If you aren't making your own vegetable stock from scraps then you are literally throwing money in the bin!! The broth you buy from the shelf on the supermarket tastes terrible in comparison to this homemade version. Plus, if you are buying the brands that offer an organic, low salt variety - chances are you are spending a small fortune. You don't need to.
Making Vegetable Stock From Scraps
Using your vegetable scraps; something you would otherwise be throwing into the bin means that this beautiful broth is pretty much free.
Plus: you know what is in it (and what isn't), you are getting your money's worth out of the fresh produce you are buying (super helpful if you are spending big for the good stuff), and it takes very little effort to have it on hand at all times.
Basically, take the veggie scraps you are leaving behind as you cook, pop them in a big Ziploc bag, and store them in the freezer until you have enough.
Seriously, it's that easy.

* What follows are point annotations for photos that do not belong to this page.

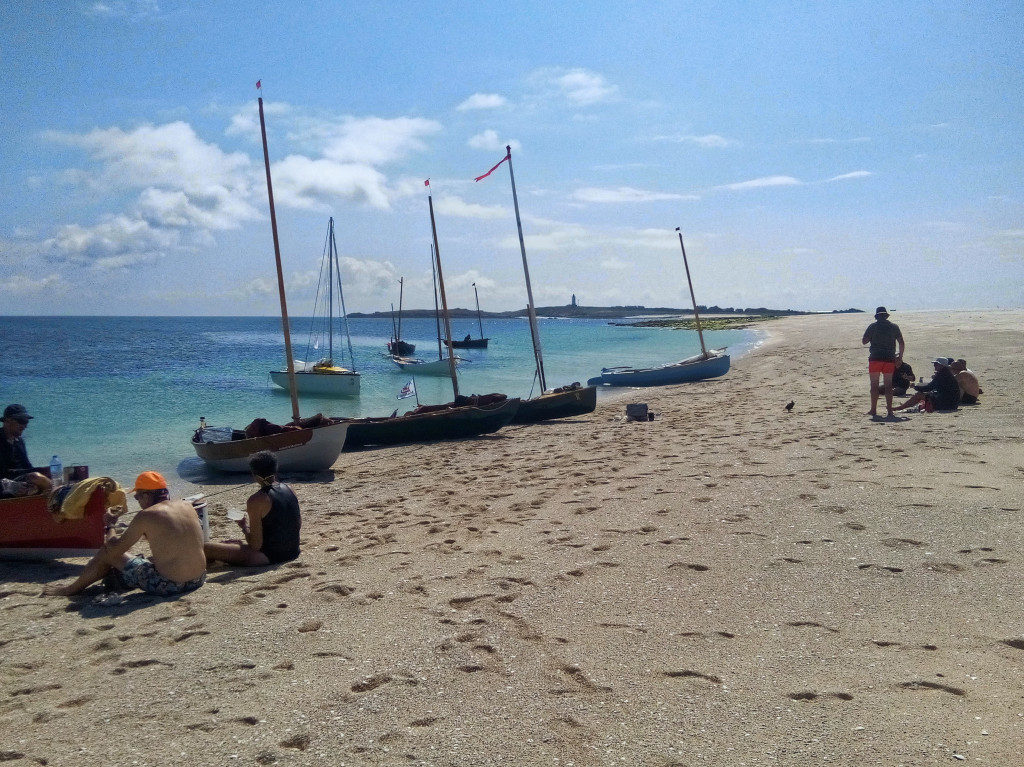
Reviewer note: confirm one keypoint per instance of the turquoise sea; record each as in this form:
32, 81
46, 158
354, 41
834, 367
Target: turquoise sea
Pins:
124, 394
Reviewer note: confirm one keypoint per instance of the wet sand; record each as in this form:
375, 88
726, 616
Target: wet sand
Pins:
731, 584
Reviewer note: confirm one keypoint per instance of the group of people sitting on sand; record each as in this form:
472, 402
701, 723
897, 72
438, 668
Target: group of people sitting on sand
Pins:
952, 382
179, 557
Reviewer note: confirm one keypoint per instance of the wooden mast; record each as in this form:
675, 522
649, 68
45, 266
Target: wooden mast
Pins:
538, 355
281, 275
479, 321
440, 282
693, 300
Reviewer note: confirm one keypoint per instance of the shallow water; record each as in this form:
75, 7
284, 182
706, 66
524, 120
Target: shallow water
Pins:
124, 394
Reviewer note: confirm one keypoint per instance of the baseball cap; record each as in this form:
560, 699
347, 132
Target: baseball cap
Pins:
16, 412
150, 480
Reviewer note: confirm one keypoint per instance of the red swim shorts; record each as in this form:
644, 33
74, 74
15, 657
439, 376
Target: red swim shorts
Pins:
881, 366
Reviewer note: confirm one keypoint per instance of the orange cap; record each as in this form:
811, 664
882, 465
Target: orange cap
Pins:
150, 480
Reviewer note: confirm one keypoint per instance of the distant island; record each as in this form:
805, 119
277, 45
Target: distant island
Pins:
712, 317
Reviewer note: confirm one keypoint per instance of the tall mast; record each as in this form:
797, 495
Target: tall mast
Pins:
440, 282
437, 313
330, 289
538, 355
341, 296
696, 316
478, 320
281, 275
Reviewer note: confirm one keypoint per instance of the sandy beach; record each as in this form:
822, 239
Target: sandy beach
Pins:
731, 584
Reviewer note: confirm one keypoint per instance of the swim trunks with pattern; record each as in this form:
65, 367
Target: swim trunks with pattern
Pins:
139, 572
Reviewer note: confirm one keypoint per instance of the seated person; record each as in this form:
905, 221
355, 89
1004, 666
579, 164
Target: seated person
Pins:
32, 483
942, 392
272, 523
968, 380
176, 564
13, 457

You are saving money and you are being kind to the planet.
What Veggie Scraps Can I Use?
Ok, so you can't add in every veggie, but most things will work.
- green onions,
- carrot peels,
Try and avoid the more bitter vegetables like cauliflower, broccoli, brussels sprouts, cabbage etc.

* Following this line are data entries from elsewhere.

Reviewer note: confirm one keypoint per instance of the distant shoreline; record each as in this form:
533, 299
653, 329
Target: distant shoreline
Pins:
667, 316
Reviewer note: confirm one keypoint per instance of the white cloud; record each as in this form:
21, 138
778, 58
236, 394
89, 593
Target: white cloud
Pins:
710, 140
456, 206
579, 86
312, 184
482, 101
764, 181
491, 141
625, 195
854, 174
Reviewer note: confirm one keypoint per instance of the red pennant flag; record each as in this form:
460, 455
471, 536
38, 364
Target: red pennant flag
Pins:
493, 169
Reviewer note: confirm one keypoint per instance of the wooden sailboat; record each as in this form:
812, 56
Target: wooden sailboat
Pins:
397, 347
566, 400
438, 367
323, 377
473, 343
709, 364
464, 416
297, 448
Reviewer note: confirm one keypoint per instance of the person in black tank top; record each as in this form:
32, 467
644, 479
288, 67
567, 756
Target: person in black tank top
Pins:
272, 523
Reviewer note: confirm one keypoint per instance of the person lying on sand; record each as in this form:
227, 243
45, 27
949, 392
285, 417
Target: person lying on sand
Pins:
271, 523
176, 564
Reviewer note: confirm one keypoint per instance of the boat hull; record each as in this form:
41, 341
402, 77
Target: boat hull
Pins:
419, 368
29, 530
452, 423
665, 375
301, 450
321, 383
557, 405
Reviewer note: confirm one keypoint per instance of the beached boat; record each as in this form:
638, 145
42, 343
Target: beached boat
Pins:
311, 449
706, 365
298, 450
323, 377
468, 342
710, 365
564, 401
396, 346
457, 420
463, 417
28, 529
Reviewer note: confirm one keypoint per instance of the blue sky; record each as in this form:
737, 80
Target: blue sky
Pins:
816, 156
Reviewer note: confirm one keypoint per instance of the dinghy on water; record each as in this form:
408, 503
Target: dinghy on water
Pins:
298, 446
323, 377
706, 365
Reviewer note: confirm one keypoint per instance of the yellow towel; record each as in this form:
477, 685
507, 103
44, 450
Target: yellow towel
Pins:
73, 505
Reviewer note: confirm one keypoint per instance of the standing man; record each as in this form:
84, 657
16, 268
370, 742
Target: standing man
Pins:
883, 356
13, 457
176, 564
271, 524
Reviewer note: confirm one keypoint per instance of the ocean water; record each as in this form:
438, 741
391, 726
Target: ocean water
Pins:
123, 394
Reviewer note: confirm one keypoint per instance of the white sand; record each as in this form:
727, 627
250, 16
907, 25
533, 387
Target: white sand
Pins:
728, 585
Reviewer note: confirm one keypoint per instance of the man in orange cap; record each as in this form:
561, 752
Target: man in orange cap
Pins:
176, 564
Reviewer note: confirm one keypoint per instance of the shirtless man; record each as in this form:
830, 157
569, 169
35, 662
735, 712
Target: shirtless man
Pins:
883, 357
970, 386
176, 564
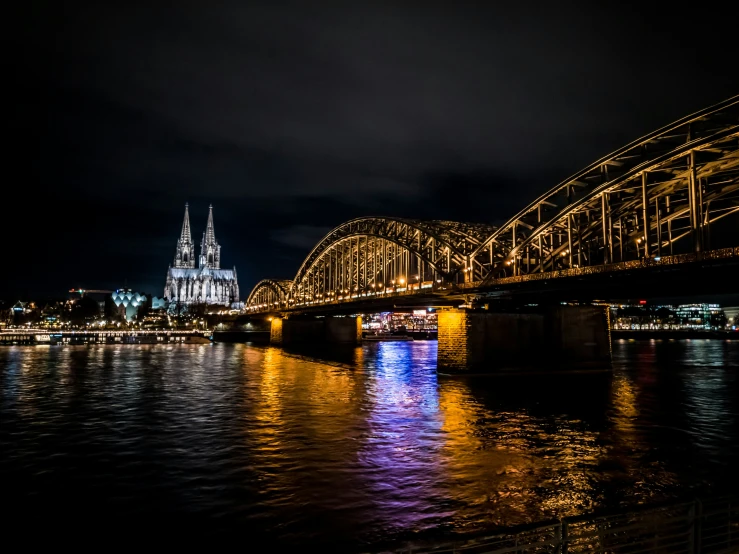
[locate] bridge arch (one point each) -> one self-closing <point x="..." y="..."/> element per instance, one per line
<point x="372" y="255"/>
<point x="269" y="294"/>
<point x="637" y="202"/>
<point x="657" y="196"/>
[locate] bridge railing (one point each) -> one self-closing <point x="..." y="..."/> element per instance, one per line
<point x="696" y="527"/>
<point x="723" y="253"/>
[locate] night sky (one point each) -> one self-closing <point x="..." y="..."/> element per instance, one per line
<point x="291" y="118"/>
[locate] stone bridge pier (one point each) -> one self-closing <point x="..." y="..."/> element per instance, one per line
<point x="560" y="338"/>
<point x="316" y="330"/>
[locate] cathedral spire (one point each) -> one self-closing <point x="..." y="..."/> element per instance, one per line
<point x="210" y="234"/>
<point x="185" y="254"/>
<point x="185" y="236"/>
<point x="210" y="250"/>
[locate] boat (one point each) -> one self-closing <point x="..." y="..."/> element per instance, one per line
<point x="385" y="336"/>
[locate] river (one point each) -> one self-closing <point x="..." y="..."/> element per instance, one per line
<point x="354" y="450"/>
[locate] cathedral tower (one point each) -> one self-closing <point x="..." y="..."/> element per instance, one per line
<point x="185" y="255"/>
<point x="210" y="250"/>
<point x="187" y="285"/>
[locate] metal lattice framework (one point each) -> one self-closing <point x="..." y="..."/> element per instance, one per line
<point x="379" y="255"/>
<point x="638" y="202"/>
<point x="269" y="294"/>
<point x="657" y="196"/>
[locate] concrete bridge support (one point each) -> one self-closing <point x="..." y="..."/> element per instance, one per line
<point x="316" y="330"/>
<point x="556" y="339"/>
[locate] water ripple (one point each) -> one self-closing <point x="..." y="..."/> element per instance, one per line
<point x="352" y="449"/>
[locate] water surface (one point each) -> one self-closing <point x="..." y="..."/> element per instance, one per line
<point x="358" y="449"/>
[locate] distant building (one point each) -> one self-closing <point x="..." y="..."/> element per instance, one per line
<point x="127" y="302"/>
<point x="205" y="284"/>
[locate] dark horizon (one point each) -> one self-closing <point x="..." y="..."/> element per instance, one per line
<point x="291" y="120"/>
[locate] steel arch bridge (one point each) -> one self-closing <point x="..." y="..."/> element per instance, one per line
<point x="653" y="199"/>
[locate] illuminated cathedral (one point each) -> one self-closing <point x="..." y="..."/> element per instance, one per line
<point x="205" y="284"/>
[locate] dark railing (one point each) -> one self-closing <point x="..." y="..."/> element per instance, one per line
<point x="697" y="527"/>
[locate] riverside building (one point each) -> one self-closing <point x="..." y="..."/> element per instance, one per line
<point x="205" y="284"/>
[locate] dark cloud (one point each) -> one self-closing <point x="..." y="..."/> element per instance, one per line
<point x="291" y="117"/>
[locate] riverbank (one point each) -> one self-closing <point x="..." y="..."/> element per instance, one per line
<point x="672" y="334"/>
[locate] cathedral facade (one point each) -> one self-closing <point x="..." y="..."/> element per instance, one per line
<point x="205" y="284"/>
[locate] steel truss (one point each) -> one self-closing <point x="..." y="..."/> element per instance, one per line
<point x="269" y="294"/>
<point x="636" y="203"/>
<point x="658" y="196"/>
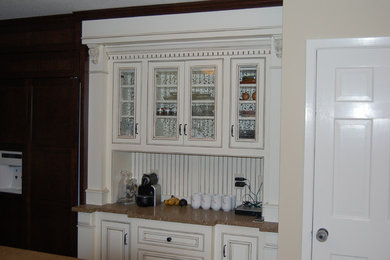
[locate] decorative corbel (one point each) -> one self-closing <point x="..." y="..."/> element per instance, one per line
<point x="278" y="45"/>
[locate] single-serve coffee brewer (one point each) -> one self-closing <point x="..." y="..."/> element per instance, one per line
<point x="149" y="192"/>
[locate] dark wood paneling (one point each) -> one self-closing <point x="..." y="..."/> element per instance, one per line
<point x="12" y="220"/>
<point x="13" y="112"/>
<point x="54" y="175"/>
<point x="53" y="228"/>
<point x="191" y="7"/>
<point x="40" y="33"/>
<point x="53" y="192"/>
<point x="32" y="65"/>
<point x="55" y="112"/>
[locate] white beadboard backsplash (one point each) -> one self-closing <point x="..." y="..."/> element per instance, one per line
<point x="182" y="175"/>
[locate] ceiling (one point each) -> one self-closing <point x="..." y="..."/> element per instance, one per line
<point x="10" y="9"/>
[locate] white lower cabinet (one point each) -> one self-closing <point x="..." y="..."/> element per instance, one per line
<point x="115" y="240"/>
<point x="108" y="236"/>
<point x="235" y="242"/>
<point x="168" y="240"/>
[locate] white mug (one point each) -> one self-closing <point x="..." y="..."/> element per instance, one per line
<point x="206" y="201"/>
<point x="234" y="198"/>
<point x="226" y="203"/>
<point x="216" y="202"/>
<point x="196" y="200"/>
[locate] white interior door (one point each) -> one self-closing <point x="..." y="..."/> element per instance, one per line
<point x="352" y="154"/>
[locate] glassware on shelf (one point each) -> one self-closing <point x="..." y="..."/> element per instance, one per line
<point x="202" y="129"/>
<point x="165" y="127"/>
<point x="247" y="129"/>
<point x="127" y="188"/>
<point x="126" y="102"/>
<point x="247" y="103"/>
<point x="203" y="109"/>
<point x="126" y="126"/>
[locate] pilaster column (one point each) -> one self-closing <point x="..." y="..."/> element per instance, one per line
<point x="97" y="126"/>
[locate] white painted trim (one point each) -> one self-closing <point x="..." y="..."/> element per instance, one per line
<point x="312" y="47"/>
<point x="97" y="197"/>
<point x="191" y="26"/>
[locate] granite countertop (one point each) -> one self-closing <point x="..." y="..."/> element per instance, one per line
<point x="181" y="214"/>
<point x="10" y="253"/>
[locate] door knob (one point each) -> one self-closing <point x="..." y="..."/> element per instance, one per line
<point x="322" y="235"/>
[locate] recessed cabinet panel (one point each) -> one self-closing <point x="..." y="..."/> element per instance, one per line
<point x="126" y="100"/>
<point x="13" y="111"/>
<point x="55" y="111"/>
<point x="115" y="240"/>
<point x="166" y="90"/>
<point x="204" y="97"/>
<point x="247" y="120"/>
<point x="186" y="103"/>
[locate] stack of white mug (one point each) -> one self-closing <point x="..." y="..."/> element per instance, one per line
<point x="213" y="201"/>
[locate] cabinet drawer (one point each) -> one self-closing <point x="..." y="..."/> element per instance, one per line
<point x="150" y="255"/>
<point x="171" y="238"/>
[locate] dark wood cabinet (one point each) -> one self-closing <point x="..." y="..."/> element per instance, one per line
<point x="42" y="113"/>
<point x="55" y="108"/>
<point x="13" y="112"/>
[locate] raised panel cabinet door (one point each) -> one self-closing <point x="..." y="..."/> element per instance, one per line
<point x="53" y="193"/>
<point x="115" y="240"/>
<point x="203" y="106"/>
<point x="55" y="111"/>
<point x="351" y="205"/>
<point x="248" y="102"/>
<point x="13" y="112"/>
<point x="53" y="228"/>
<point x="239" y="247"/>
<point x="127" y="103"/>
<point x="166" y="92"/>
<point x="155" y="255"/>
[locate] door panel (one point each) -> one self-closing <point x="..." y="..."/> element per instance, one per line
<point x="55" y="112"/>
<point x="352" y="151"/>
<point x="13" y="112"/>
<point x="115" y="240"/>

They will add an unpleasant flavor to your vegetable stock.
Either throw those into compost or the greens bin instead.
How To Save The Vegetable Scraps
The easiest way to do this is to have a large Zipolc bag in your freezer.
When you are cooking keep the off-cuts from the vegetables you are using and when you are finsihed cooking, simply transfer all of the scraps to the Zipolc bag.
When it is full you are ready to make the stock.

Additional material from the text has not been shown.